Why is it important to learn to accept compliments?
Simple; its the difference between living life feeling empowered versus discouraged.
We live in world swirling with negativity add in our own dash of self loathing; believing were not good enough, worthy or beautiful and its no wonder we are in need of a kind word or two to make us feel good about ourselves again.
In fact, it’s scientifically proven that people who receive and give compliments freely are more successful, have stronger relationships, learn tasks with ease and have larger social networks.
Years ago I visited a friend in Washington D.C. It was a wonderful trip touring the historical memorials, perusing the expansive museums, cruising by the white house and at night hitting the local scene. Years later I remember more about a homeless man then any other thing. I had the honour of passing by this man known as The Compliments Man on the street on a couple of occasions during my stay; each time he had something kind to say to me and people around me. It’s funny; I’m sure I’ve received many compliments in my life but I remember his like it was yesterday, the first time, it was my knee high boots he loved and the next time, my fancy red pants. He gave his compliments with a twinkle in his eye, smile on his face and a kind nod of his head. He may have been a complete stranger to me but I instantly knew his words were genuine.
He had taken an activity – “begging” – that is considered a nuisance and turned it into a positive and enlightening experience. In fact, he’s so famous you can Google “The Compliments Man” and you will find numerous articles about him. Imagine, one homeless guy in D.C. has become famous for simply giving out a few kind words.
What doors could open up in your life if you could receive a few kind words and believe them through and through?
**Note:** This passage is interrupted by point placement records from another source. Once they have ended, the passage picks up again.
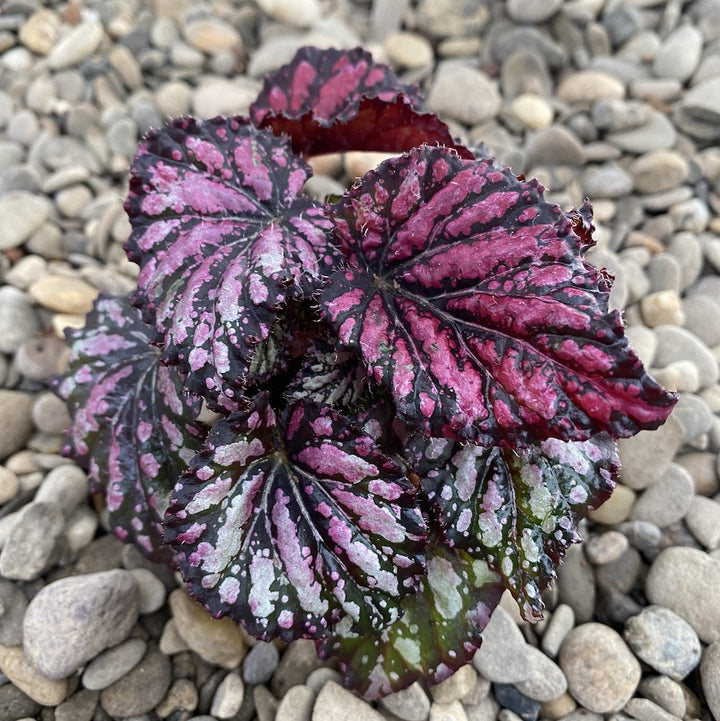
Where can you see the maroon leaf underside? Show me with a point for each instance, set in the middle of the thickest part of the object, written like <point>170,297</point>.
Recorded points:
<point>285,525</point>
<point>223,241</point>
<point>133,423</point>
<point>335,100</point>
<point>467,297</point>
<point>438,633</point>
<point>518,509</point>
How would your circle of friends change if you praised the people around your more frequently? How often would you be more wiling to carry on then give up if someone noticed?
This year let’s learn to magnify our strengths and not dwell in our weakness.
So, your challenge if you to chose to feel empowered is:
#1. Accept every compliment given to you.
Do you honestly think someone is just saying it? Do you give out compliments if you don’t believe it? Take back your power; delight in the kind words thrown your way. Say a big thank you and mean it. There is nothing worse then someone admonishing your kind words.
#2. Give out sincere compliments more freely.
For the next week, I want you to give out at least 10 compliments a day. This can be to strangers, friends, co-workers, family. Don’t hold back – your words have the power to change lives. When we start paying attention to the things around us this practice of acknowledging becomes easy.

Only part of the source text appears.